Abstract

The purpose of this work was to study the behavior of (1-3)(1-4)-β-D-glucan in pressurized hot water. For this purpose, solid β-glucan (450 kDa) was put in water and heated at different temperatures (120, 150, and 170°C) for different times (5 to 360 minutes). At 120°C it was found that the highest soluble β-glucan concentration was measured after 60 minutes; at 150 and 170°C optimal times were 45 and 20 minutes, respectively. The maximum amount of β-glucan dissolved in each of the optimal conditions was 1.5, 2.2, and 2.0 g/L, respectively. Under those conditions an important reduction was observed in the molecular weight: at 120°C and 60 min it was 63 kDa; at 150°C and 45 min it was reduced down to 8 kDa; and at 170°C and 20 min it was only 7 kDa. Besides this reduction in the MW some hydrolysis products, such as glucose and HMF, were observed.
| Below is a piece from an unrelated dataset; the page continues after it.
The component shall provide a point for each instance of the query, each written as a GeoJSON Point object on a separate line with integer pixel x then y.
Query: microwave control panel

These results revealed the convenience of using PHW to dissolve β-glucans since the operation times, compared to the conventional process (55°C, 3 h), were reduced despite the fact that the MW was significantly reduced once the β-glucan was dissolved; therefore, PHW can be used to extract β-glucans from barley under controlled conditions in order to prevent severe degradation.